Un livre épatant pour comprendre le complexe médico-industriel US : The Danger Within Us.


RAJOUT DU 25/11/2018

LES IMPLANTS FILES : le consortium international des journalistes d'investigation a constitué une base de données sur les "incidents" survenus entre 2009 et 2017 aux Etats-Unis d'Amérique avec l'utilisation des implants médicaux : ICI.

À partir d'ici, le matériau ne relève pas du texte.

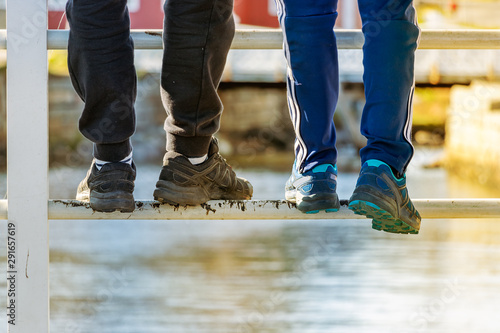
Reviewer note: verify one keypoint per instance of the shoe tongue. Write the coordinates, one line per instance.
(324, 168)
(214, 147)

Le livre de Jeanne Lenzer, The danger within us, est un bijou. Ecrit pour le grand public et dans un style volontiers journalistique, il raconte l'histoire d'un patient épileptique qui a lutté et a fini par survivre (mais à quel prix !) à l'industrie américaine des dispositifs médicaux non testés et non contrôlés, et l'auteure nous donne en exemple ce que peut être une santé tournée exclusivement vers le profit.

Quand vous aurez lu ce livre il vous sera difficile de regarder le site promotionnel de Cyberonics : LA  sans avoir envie de quitter l'exercice de la médecine et de vous interroger sur ce que les autres laboratoires font. Quant aux propos de cette association, elle vous achèvera : ICI

Car Jeanne Lenzer, à partir d'un cas exemplaire de patient, nous décrit non seulement les dangers de se faire implanter un VNS (Vagus Nerve Stimulator) dont l'AMM a été obtenue avec des études peu convaincantes, sauf pour les experts de la FDA (l'exposé qu'elle fait des trucages des essais, des dissimulations de données, et comment les experts passent outre), mais surtout l'incroyable façon qu'a eue Cyberonics, la société qui commercialise le stimulateur, de corrompre la FDA, de corrompre les prescripteurs, de falsifier les publications, de ne pas déclarer les effets secondaires graves qu'elle connaissait, de mettre en avant des témoignages positifs de patients en taisant les autres, et de mettre en danger la vie de ces mêmes patients avec un cynisme (le mot est faible) incroyable. Selon les données (critiquables comme toujours) des bases publiques de recueil de données (MAUDE, Manufacturer and User Facility Device Experience) le VNS aurait entraîné depuis sa commercialisation en 1997 le décès de 2000 patients (2016) au prix de 40 000 dollars le dispositif.

Le point essentiel est le suivant : le business de la santé aux US est plus important en chiffre d'affaires  que big oil, big banking, et surtout que le si célèbre complexe militaro-industriel : les dépenses liées à ce dernier étaient évaluées en 2015 à 1,3 mille milliard de dollars contre 3,2 mille milliards de dollars pour les dépenses de santé (avec des résultats déplorables en termes de santé publique).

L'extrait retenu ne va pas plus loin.